Num trecho de 4 km da Baixada Fluminense entre Jardim Gramacho (Duque de Caxias) e Parque São José (Belfort Roxo) há 30 igrejas. Só uma é católica. A Baixada Fluminense é o exemplo mais contundente do avanço evangélico na periferia das metrópoles.

Excetuada a capital, os evangélicos pentecostais e os não-pentecostais (adeptos das igrejas surgidas da Reforma no século 16) somam 37% dos moradores da região metropolitana, enquanto os católicos representam 41%. Os dois grupos estão no limite do empate técnico, pois a margem de erro é de dois pontos.

Entre 1999 e 2006, o Rio teve três governadores declaradamente evangélicos: Anthony Garotinho (PMDB), Benedita da Silva (PT) e a mulher de Garotinho, Rosinha (PMDB).

As 30 igrejas da estrada que liga Jardim Gramacho a Parque São José englobam evangélicas históricas, grandes pentecostais (Universal e Assembléia de Deus) e denominações que às vezes se resumem a uma sede.

Para vários estudiosos, esse quadro configura um “mercado de bens simbólicos”. Ronaldo de Almeida, do Cebrap (Centro Brasileiro de Análise e Planejamento), não gosta do termo “mercado”, mas admite que há uma concorrência das igrejas: “Quando preciso de uma fala libertadora, vou na Universal; de uma reflexão forte, na Batista; de louvor, na Renascer em Cristo. O que ocorre é uma espécie de calibragem de acordo com as opções que têm”.

Quando se pergunta a um evangélico por que escolheu uma igreja pentecostal em detrimento de outra, é comum ouvir a palavra “costumes” na resposta. A flexibilidade em relação a roupas e hábitos é um dos fatores de atração de fiéis.

“Gosto de usar brinco, pintar cabelo, usar calça jeans. A igreja [Universal] me aceita como eu sou”, diz Andresa Carla de Araújo, 19, que estuda história.

A ala tradicional da Assembléia de Deus mantém o rigor: mulheres com saias abaixo do joelho, homens de manga comprida e, de preferência, paletó.

“Agora, imagine se um homem de terno vê um joelho de uma mulher. Vai ficar excitado.

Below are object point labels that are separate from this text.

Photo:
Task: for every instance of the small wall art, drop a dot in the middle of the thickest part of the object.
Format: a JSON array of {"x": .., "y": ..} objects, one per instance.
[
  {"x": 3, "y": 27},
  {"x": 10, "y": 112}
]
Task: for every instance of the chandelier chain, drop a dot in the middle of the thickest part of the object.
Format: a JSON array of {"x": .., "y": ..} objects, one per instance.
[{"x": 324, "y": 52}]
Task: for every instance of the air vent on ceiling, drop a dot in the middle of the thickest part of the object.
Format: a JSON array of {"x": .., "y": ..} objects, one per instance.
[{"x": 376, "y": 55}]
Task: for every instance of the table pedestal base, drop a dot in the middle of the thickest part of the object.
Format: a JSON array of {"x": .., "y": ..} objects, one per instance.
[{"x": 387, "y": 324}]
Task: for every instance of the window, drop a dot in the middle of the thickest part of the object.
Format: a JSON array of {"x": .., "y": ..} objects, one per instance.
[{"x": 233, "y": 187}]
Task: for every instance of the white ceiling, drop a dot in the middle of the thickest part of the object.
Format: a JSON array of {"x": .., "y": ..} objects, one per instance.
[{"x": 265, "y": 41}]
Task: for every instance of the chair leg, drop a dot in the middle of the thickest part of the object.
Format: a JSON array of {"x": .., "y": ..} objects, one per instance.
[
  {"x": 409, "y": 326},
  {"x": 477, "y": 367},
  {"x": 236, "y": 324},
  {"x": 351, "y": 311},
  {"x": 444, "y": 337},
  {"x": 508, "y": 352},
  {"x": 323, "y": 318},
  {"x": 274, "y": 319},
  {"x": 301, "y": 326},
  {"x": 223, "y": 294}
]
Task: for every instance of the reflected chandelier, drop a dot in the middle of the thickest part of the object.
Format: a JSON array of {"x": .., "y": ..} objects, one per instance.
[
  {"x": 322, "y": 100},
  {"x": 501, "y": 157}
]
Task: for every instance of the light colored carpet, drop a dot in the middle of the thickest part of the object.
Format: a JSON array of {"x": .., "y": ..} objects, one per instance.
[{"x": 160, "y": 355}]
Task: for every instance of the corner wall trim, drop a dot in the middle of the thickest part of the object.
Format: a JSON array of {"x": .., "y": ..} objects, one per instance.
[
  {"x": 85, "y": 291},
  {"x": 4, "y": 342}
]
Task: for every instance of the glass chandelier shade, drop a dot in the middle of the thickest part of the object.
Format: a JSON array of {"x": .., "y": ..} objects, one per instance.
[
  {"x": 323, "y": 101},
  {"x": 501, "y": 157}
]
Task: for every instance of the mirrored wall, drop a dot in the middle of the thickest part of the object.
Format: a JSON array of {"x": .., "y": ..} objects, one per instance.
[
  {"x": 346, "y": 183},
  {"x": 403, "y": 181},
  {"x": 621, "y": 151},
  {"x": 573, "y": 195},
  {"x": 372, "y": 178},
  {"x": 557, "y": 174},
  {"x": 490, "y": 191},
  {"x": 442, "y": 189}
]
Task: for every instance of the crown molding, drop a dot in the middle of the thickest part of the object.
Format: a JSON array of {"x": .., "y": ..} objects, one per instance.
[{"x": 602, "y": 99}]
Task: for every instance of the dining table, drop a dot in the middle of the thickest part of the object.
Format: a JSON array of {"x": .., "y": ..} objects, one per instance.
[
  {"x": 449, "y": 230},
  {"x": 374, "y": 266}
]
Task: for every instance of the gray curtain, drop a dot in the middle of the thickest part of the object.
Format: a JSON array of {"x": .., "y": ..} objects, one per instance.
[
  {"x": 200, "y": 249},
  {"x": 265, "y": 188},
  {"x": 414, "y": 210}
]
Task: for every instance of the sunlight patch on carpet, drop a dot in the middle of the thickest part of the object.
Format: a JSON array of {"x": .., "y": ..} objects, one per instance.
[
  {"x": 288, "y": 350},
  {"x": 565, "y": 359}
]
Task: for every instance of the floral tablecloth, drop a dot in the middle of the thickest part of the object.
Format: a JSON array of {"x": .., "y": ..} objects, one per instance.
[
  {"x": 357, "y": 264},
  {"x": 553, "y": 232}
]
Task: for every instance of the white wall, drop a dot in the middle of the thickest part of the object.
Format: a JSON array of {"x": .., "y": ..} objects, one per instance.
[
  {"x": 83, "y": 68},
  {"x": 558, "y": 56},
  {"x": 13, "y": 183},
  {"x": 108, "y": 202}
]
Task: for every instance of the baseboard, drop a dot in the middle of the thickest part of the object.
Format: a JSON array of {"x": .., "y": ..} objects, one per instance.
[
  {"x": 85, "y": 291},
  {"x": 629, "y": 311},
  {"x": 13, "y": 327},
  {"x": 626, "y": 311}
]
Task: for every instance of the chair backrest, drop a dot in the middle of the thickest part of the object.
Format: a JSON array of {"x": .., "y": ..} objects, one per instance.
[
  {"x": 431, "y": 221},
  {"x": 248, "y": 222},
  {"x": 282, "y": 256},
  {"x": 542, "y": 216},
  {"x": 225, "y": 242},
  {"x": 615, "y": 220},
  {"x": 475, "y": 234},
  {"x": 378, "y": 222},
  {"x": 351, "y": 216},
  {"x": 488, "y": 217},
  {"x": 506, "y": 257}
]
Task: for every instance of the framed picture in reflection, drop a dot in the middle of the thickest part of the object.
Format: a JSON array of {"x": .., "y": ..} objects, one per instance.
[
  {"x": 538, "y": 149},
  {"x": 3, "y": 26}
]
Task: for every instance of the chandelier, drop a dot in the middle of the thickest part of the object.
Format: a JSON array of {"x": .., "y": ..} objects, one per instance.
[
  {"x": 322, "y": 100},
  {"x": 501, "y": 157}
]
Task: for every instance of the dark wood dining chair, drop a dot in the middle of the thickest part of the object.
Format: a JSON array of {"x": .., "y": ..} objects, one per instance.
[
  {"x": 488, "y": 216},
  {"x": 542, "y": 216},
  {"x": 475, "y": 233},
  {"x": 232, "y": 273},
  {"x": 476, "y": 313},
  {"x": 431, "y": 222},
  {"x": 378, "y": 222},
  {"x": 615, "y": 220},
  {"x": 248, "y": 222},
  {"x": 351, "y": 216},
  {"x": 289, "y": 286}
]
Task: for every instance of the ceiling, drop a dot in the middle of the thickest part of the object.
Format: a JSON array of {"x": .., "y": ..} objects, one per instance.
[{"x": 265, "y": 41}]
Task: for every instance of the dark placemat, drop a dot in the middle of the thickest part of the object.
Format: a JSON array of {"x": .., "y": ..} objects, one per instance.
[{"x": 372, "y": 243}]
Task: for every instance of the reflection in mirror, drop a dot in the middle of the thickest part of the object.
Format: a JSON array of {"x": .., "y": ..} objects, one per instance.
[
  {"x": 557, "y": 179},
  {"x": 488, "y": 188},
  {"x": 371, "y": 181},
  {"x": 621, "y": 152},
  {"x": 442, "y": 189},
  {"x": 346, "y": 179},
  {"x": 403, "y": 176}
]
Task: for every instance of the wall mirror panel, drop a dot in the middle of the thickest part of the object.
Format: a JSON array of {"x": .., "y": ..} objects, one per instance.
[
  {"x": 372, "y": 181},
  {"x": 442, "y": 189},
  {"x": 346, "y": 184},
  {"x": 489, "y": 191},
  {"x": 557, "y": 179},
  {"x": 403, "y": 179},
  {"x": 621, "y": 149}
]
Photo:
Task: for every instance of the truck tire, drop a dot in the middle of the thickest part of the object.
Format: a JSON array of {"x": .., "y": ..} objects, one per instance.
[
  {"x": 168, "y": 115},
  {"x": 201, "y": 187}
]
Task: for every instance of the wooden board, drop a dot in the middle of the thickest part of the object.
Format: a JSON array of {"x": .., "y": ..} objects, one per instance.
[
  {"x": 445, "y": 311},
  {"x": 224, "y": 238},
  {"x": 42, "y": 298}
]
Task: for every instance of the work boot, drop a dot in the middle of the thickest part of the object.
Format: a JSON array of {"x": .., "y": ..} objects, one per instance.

O que é proibido é gostoso. Eu falo de sexo abertamente nos cultos”, contrasta o pastor Edinaldo, da dissidência Assembléia de Deus da Família.

Assim como todos os pastores pentecostais, ele defende o uso de métodos contraceptivos: “Esse povo tem espermatozóide todo dia. Se não usar camisinha, vai jogar em um útero. Se você for radical dentro dos seus dogmas, comete um crime contra a sociedade”.

Alguns padres de Nova Iguaçu relatam as angústias de pessoas que usam contraceptivos e admitem que certos dogmas afastam a população da igreja.

Coerente com sua “teologia da prosperidade”, a Universal promove programas de laqueadura de trompas e estimula o uso de preservativos. “Os pastores [da Universal] não ficam embromando, como os padres. Hoje uma menina tem relação sexual aos 12 anos. Ela poderá não ter uma vida prazerosa depois, mas, quando aceitar Jesus, pelo menos não vai ter uma Aids para carregar”, afirma a estudante Maria Rocha dos Santos, 19, ex-católica.

O costume do dízimo não encontra muita resistência entre os fiéis. Para eles, Deus é quem está recebendo. “Às vezes vejo um pouco de exagero. Mas, se queremos servir a um Deus grande, por que não fazer um templo grande?”, diz Andresa.

Mas há quem veja exagero em associar funk e pagode a Cristo. “Temos que levar o Evangelho para fazer a diferença, não trazer o funk e o pagode para dentro da igreja”, diz Reginaldo Lira, da Nova Vida.